News & Information for Amateur Bakers and Artisan Bread Enthusiasts

Bourke Street Bakery recipe

welling's picture

Bourke Street Bakery recipe

I'm not a professional baker but i have been successfully baking as an amateur for a couple of years now. In this time I have learned a few basics, such as that strong white flour can absorb water of 60% of the flour weight (approximately). That is, 3/8 water to 5/8 flour. I know that this is flour dependent, but only within a couple of percent.

Today i tried to use the Bourke Street Bakery Cookbook to make simple white pizza dough. The recipe called for 600g flour and 445ml liquid (water, milk, oil). This equates to 74% liquid to flour weight. Needless to say, the dough resembled a batter and required several handfuls of flour to bring back to workable dough.

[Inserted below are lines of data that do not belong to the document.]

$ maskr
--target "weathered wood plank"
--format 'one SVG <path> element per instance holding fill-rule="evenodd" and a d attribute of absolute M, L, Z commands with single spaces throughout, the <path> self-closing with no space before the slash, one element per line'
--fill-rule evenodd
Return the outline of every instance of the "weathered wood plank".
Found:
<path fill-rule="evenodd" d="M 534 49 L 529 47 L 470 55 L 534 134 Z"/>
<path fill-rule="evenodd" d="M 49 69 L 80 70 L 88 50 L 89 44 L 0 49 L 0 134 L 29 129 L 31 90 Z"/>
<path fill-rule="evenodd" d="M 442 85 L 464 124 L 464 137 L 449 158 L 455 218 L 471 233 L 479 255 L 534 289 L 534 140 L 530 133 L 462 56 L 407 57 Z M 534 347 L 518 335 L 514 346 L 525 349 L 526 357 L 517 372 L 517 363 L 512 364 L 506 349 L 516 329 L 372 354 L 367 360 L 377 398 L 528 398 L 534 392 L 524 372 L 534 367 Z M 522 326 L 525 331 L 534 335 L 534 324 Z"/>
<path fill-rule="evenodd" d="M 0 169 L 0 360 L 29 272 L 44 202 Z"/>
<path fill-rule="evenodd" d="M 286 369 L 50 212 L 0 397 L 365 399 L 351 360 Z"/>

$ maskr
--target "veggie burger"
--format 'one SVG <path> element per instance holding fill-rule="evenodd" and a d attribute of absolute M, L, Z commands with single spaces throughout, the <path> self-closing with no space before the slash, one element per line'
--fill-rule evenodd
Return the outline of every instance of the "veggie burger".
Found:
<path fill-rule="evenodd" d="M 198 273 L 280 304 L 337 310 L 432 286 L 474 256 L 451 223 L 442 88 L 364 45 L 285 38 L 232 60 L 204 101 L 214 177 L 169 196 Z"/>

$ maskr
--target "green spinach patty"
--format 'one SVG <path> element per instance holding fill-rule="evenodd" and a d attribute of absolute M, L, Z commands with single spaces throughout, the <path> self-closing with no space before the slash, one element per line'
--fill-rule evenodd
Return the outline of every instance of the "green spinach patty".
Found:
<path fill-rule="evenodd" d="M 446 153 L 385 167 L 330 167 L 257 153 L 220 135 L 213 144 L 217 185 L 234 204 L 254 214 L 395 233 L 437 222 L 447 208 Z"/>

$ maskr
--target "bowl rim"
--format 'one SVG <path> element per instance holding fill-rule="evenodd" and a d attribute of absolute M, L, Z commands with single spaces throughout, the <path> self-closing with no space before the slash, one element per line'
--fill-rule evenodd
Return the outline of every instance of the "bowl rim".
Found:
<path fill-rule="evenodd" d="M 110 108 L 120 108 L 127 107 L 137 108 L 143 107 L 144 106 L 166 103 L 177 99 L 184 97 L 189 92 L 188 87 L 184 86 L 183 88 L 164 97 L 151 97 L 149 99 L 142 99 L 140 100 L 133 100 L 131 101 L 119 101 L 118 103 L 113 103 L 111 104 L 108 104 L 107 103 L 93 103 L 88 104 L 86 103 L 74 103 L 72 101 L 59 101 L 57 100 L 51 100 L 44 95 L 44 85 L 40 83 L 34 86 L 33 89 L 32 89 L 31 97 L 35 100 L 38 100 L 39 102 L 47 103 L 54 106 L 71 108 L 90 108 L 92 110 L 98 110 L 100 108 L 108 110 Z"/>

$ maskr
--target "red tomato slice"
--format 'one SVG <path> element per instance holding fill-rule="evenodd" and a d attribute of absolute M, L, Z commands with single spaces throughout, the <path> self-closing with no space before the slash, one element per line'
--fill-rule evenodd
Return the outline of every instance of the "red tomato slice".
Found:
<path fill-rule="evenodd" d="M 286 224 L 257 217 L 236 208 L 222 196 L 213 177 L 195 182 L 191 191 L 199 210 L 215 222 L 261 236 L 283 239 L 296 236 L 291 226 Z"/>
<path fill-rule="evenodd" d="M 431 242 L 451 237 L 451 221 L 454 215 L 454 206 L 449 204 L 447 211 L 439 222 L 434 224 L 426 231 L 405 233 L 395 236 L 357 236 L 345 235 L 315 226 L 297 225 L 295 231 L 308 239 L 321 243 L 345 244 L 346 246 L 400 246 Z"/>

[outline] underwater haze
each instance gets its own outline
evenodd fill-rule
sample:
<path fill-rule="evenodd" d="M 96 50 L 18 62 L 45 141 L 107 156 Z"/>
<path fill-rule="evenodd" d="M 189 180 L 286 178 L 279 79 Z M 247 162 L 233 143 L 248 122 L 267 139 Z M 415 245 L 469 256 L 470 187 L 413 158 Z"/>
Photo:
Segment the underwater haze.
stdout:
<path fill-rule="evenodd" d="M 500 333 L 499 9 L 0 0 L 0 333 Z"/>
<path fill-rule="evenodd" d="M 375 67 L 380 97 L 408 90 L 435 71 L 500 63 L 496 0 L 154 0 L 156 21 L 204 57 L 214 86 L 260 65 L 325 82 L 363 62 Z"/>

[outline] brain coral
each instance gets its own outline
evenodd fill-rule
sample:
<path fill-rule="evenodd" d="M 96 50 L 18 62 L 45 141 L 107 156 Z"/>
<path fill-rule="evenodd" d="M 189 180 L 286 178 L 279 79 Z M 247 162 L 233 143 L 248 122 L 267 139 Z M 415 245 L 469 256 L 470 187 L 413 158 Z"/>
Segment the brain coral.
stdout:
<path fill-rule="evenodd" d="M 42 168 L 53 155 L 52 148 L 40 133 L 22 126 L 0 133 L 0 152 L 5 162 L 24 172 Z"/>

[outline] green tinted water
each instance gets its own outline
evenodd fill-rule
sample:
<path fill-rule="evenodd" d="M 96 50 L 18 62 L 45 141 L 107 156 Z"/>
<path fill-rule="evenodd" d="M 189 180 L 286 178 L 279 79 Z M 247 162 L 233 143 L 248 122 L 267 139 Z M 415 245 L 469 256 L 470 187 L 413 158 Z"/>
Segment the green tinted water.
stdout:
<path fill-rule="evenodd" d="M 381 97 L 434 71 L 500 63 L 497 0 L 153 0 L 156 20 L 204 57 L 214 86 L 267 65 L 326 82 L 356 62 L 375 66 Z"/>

I normally use a Ciabatta dough for my pizza bases, so I am quite used to working with a wet dough, but this was rediculous. Luckily I have enough experience to know what to look for, but others may not be so fortunate. I will be interested to see how other recipes from this book work out.

I am keen to hear other's thoughts and experiences with this book.


Jeremy's picture

It's a wonderful book, though there isn't any bakers BP mentioned, it's an easy to follow book...

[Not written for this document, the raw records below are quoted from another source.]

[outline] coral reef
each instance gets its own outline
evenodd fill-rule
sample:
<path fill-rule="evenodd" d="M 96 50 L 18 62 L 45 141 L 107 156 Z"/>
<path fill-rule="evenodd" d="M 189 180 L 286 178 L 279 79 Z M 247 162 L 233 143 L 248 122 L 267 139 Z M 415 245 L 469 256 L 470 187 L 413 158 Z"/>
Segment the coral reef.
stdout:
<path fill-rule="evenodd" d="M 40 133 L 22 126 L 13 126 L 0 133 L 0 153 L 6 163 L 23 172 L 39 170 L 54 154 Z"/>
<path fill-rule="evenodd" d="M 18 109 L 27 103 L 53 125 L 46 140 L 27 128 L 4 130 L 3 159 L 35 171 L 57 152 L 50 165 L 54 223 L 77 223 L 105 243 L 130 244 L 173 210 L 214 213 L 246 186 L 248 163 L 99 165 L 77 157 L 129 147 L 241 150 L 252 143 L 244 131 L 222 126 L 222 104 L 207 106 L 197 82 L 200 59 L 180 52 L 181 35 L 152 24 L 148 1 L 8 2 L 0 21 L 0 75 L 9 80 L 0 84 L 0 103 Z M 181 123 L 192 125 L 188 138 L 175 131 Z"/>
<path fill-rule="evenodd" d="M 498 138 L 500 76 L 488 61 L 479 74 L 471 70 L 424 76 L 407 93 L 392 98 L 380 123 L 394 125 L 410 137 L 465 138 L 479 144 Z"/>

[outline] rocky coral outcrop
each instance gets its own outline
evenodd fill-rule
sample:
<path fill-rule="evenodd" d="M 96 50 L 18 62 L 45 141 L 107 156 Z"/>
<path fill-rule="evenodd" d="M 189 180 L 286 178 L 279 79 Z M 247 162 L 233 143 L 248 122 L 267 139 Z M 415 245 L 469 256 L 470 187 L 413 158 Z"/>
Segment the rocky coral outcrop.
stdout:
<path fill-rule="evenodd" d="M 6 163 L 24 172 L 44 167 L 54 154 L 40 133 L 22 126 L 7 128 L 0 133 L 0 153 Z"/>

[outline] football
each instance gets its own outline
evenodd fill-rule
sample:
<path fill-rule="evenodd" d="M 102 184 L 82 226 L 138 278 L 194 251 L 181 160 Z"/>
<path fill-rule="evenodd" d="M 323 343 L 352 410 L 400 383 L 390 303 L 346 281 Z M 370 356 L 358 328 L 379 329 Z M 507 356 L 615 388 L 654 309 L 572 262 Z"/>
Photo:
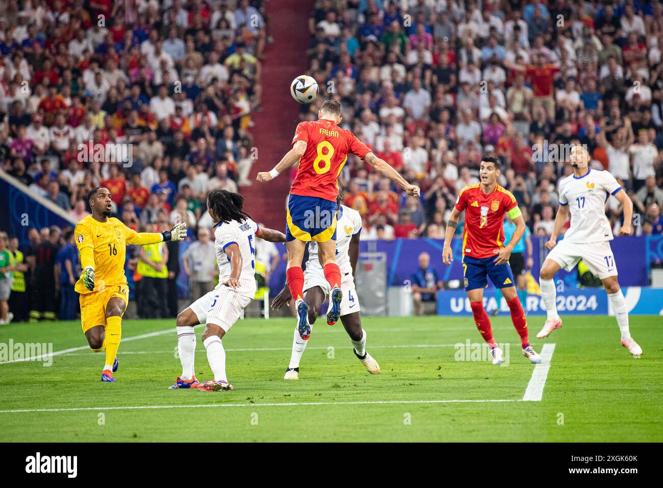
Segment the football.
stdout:
<path fill-rule="evenodd" d="M 312 76 L 301 74 L 290 84 L 290 95 L 300 104 L 310 104 L 318 96 L 318 82 Z"/>

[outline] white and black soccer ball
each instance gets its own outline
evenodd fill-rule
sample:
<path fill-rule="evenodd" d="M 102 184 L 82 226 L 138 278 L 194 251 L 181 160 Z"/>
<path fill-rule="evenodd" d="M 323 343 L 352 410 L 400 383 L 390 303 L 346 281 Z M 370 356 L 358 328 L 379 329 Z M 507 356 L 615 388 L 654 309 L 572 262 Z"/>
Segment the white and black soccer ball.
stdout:
<path fill-rule="evenodd" d="M 290 95 L 300 104 L 310 104 L 318 96 L 318 82 L 312 76 L 301 74 L 290 84 Z"/>

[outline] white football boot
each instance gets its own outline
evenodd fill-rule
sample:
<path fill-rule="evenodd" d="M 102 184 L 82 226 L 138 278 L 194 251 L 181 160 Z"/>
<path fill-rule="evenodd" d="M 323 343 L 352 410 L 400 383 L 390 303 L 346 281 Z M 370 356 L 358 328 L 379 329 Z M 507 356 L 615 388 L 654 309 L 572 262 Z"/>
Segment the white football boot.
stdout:
<path fill-rule="evenodd" d="M 522 355 L 532 361 L 532 364 L 538 365 L 541 362 L 541 357 L 538 355 L 530 345 L 522 348 Z"/>
<path fill-rule="evenodd" d="M 536 339 L 544 339 L 550 335 L 556 329 L 560 329 L 562 327 L 562 319 L 557 317 L 556 319 L 548 319 L 546 321 L 546 323 L 543 325 L 543 329 L 536 334 Z"/>
<path fill-rule="evenodd" d="M 284 380 L 298 380 L 299 368 L 288 368 L 286 370 L 286 374 L 283 376 Z"/>
<path fill-rule="evenodd" d="M 633 355 L 633 357 L 639 358 L 642 355 L 642 348 L 638 345 L 638 343 L 633 337 L 627 339 L 623 339 L 621 344 L 629 350 L 629 353 Z"/>
<path fill-rule="evenodd" d="M 380 374 L 380 365 L 377 364 L 377 361 L 373 359 L 373 356 L 369 354 L 368 351 L 365 351 L 363 357 L 357 353 L 357 350 L 354 347 L 352 348 L 352 352 L 357 356 L 357 359 L 361 361 L 361 364 L 366 368 L 367 371 L 371 374 Z"/>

Check out my site, for a story on the book and a linseed and soy loaf I made...





ananda's picture


for a standard dough using a good strong flour, then, yes 63% is my ideal target for "ordinary" UK bread.   I suspect that US flour will take maybe a little more water, but that depends on how strong the flour really is.   I use a premium all-Canadian flour in college, so I would tend to echo your figure of approx 60 [I'm just up on that a shade]

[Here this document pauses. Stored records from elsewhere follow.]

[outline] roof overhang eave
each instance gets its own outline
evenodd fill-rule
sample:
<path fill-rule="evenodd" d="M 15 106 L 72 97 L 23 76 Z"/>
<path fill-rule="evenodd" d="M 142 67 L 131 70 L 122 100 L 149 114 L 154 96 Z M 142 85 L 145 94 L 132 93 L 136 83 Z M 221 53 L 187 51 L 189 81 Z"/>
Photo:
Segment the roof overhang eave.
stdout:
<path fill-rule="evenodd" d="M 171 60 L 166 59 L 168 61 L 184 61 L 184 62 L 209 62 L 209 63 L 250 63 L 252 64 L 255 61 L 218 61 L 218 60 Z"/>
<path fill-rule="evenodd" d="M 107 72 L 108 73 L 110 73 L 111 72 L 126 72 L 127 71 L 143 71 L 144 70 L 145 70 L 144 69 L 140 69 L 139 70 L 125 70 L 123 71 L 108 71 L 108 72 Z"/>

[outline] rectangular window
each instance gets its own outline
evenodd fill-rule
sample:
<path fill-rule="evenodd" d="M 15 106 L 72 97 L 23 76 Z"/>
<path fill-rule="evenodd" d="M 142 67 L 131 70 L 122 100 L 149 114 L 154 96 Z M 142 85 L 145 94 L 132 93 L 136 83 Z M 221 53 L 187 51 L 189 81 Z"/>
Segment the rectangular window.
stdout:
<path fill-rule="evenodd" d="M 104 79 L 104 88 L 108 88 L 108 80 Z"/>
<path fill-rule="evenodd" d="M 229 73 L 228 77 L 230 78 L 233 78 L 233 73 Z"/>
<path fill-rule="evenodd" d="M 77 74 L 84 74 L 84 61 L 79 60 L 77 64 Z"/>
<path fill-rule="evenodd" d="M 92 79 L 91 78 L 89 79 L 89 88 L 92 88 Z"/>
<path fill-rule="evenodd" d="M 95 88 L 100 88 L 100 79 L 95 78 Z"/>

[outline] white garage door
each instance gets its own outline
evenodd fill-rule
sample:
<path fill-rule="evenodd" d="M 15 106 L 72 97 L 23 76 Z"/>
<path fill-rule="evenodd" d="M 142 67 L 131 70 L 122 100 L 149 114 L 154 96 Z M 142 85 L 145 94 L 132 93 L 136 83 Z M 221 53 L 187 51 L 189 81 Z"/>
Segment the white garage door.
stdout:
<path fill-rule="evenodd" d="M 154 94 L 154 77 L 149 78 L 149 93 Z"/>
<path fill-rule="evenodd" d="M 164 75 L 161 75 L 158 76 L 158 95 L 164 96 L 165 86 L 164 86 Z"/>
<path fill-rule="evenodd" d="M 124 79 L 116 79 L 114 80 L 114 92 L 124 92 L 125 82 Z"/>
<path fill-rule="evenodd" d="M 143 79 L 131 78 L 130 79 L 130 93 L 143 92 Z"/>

However, you should not be counting the oil as part of the liquid; it's a fat, not a liquid in the formula.   So I guess you end up nearer to 70%.   To me this is ideal for a lovely crispy based pizza.   Lower hydration will not give you the authentic open-texture or the thin and crispy base if you bake on the oven sole---HOT!

I would recommend persevering with mixing the dough very soft.   Once mixed, line a bowl with a little oil and give plenty of bulk proof... You can cover the bowl well, and do this in the fridge if you like.   Then just use judicious amounts of flour on the bench to roll out your dough.   It will be very relaxed, so long as you don't try to re-mould it, so it's easy to work with.

Enjoy the softer doughs; they are such fun.   I get upwards of 85% hydration for ciabatta that really is wet!

Best wishes


welling's picture

Thanks Andy,

I will take your advice and give it another go. Stand by for more.